Auch im Bildungsbereich soll sich nach dem Wunsch der SPD vieles zum Besseren verändern: „Jedes Kind verlässt die Kita schulfähig.“ Nach dem Willen der SPD soll sich die Arbeitslosenquote bis 2035 halbieren, genau wie Schwarzarbeit und illegale Beschäftigung.

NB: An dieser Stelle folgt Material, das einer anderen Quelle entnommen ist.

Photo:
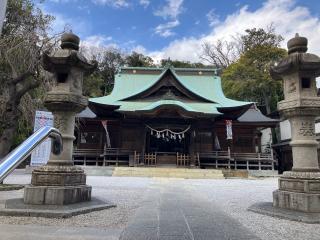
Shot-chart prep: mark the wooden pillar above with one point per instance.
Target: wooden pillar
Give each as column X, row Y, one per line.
column 191, row 147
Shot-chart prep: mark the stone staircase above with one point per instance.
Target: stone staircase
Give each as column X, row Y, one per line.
column 168, row 172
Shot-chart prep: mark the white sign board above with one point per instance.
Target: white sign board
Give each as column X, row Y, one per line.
column 285, row 130
column 41, row 154
column 229, row 129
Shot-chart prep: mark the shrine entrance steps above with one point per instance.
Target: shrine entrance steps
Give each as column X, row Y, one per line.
column 168, row 172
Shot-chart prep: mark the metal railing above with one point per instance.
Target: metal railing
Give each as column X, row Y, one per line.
column 19, row 154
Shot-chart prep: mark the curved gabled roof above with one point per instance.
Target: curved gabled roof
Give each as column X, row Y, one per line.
column 130, row 82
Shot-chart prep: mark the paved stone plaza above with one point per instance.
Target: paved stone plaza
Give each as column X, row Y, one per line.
column 160, row 208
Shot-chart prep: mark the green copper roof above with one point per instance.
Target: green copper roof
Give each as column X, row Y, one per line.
column 129, row 83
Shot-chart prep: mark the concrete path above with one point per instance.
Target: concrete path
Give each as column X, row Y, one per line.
column 38, row 232
column 172, row 212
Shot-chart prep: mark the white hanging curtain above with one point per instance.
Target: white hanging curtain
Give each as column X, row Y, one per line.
column 216, row 142
column 166, row 134
column 105, row 126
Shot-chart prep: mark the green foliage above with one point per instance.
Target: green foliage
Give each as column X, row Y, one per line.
column 248, row 78
column 182, row 64
column 138, row 60
column 24, row 38
column 94, row 85
column 260, row 37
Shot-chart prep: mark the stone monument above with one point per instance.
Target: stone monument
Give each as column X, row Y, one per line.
column 60, row 182
column 298, row 196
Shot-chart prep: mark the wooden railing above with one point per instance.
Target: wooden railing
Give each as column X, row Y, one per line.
column 87, row 157
column 226, row 159
column 214, row 159
column 183, row 160
column 150, row 159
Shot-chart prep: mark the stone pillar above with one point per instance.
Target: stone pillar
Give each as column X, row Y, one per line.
column 60, row 182
column 299, row 189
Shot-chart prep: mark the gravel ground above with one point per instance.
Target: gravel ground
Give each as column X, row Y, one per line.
column 126, row 193
column 233, row 196
column 236, row 195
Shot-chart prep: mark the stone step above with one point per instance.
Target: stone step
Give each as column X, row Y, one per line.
column 168, row 172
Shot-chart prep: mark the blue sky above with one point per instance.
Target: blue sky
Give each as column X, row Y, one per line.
column 177, row 28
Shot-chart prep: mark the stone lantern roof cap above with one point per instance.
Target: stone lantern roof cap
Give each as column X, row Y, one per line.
column 66, row 57
column 298, row 60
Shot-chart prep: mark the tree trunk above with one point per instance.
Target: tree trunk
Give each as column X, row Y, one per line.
column 267, row 102
column 9, row 121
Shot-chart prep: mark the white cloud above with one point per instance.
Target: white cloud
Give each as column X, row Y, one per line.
column 144, row 3
column 113, row 3
column 165, row 30
column 96, row 41
column 172, row 9
column 95, row 45
column 287, row 18
column 213, row 18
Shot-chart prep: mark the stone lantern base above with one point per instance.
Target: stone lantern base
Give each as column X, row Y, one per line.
column 298, row 191
column 297, row 199
column 57, row 185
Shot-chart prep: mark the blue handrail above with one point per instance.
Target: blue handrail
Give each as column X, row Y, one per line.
column 19, row 154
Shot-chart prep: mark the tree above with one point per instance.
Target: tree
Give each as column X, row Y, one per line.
column 221, row 53
column 249, row 78
column 182, row 64
column 23, row 40
column 138, row 60
column 112, row 60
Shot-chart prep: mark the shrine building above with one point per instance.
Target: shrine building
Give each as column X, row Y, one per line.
column 173, row 117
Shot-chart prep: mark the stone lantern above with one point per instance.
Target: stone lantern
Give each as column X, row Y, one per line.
column 60, row 182
column 299, row 189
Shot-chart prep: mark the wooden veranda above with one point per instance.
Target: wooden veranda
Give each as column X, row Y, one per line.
column 212, row 159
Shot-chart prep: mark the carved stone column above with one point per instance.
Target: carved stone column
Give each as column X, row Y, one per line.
column 60, row 182
column 299, row 189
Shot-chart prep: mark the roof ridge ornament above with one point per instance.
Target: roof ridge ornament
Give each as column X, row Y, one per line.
column 169, row 65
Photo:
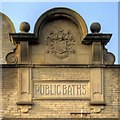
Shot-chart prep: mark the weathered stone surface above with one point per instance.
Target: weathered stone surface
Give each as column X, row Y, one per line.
column 60, row 38
column 6, row 44
column 70, row 77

Deutlich sicherer wird es auf den Straßen auch: „Berlin feiert 2035 null Verkehrstote.“ Und auch beim Klimaschutz soll es vorangehen: „Der Gesamtberliner Fahrzeugbestand ist zu mehr als 50 Prozent elektrifiziert.“
Die Vorstellungen für das Berlin der Zukunft seien in einem Dialogprozess mit vielen Berlinerinnen und Berlinern aus der SPD und auch aus der Stadtgesellschaft entwickelt worden, sagten die beiden Vorsitzenden.
Politikwissenschaftlerin empfiehlt mehr Klassenkampf
Julia Reuschenbach, Politikwissenschaftlerin an der Freien Universität, sieht allerdings noch eine Reihe von Aufgaben, die die SPD zu lösen hat. Bei der Frage, welche Partei die Probleme der Stadt lösen könne, sei die SPD tief im Keller.
„Die Menschen müssen den Eindruck haben, dass ihre Probleme wahrgenommen werden“, gab sie den Sozialdemokraten mit auf den Weg. Sie kritisierte außerdem, die SPD liebe es zu sagen, sie sei die Arbeiterpartei. Sie müsse aber klären, wer das sei. „Die Arbeiter von heute sind Kita-Erzieherinnen und Pflegekräfte.“
Die Berliner SPD müsse eine klare Sprache sprechen und beim Alltagsempfinden der Menschen ansetzen. „Die wichtigste Antwort ist, dass es glaubwürdig sein muss“, sagte Reuschenbach. Und noch einen Tipp hatte sie: „Wieder mehr Klassenkampf wagen!“ Krach ließ das unkommentiert.